Chihuly Garden and Glass is an exhibit in the Seattle Center directly next to the Space Needle, showcasing the studio glass of Dale Chihuly. It opened on May 21, 2012 at the former site of the defunct Fun Forest amusement park.

The project features three primary components: the Garden, the Glasshouse, and the Interior Exhibits, with significant secondary spaces including a bar featuring both all-ages seating and a separate area for guests age 21+, a 50-seat multi-use theater and lecture space, retail and lobby spaces, and extensive public site enhancements beyond the Garden. The 100-foot-long installation inside of the Glasshouse is one of Chihuly's largest suspended sculptures. Designed with the help of architect Owen Richards, the facility was awarded LEED silver certification from the USGBC.
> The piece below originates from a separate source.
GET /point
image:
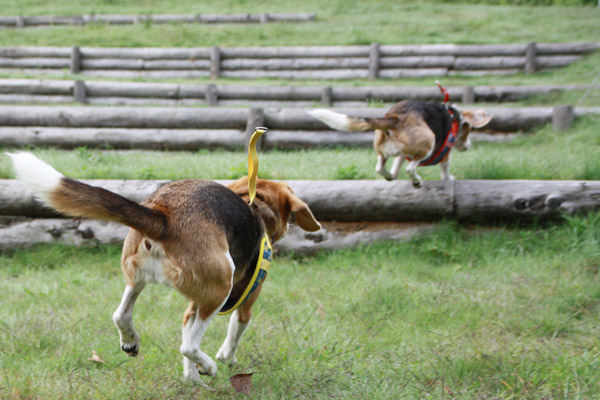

Starting in 2019, the Chihuly Garden and Glass has run a free art and glass festival named Refract: The Seattle Glass Experience. The festival brings together artists, collectors, and showcases of glass art from the Puget Sound area.

The museum regularly partners with Seattle Public Schools (SPS) to invite elementary school students to visit the museum's galleries and take part in hands-on classes. The partnership between Chihuly Garden and Glass and SPS dates back to 2013, with the museum providing over 17,300 free tickets to SPS students as of 2024.

In March 2026, a man destroyed glass art at the museum characterized as "catastrophic" and worth over US$240,000.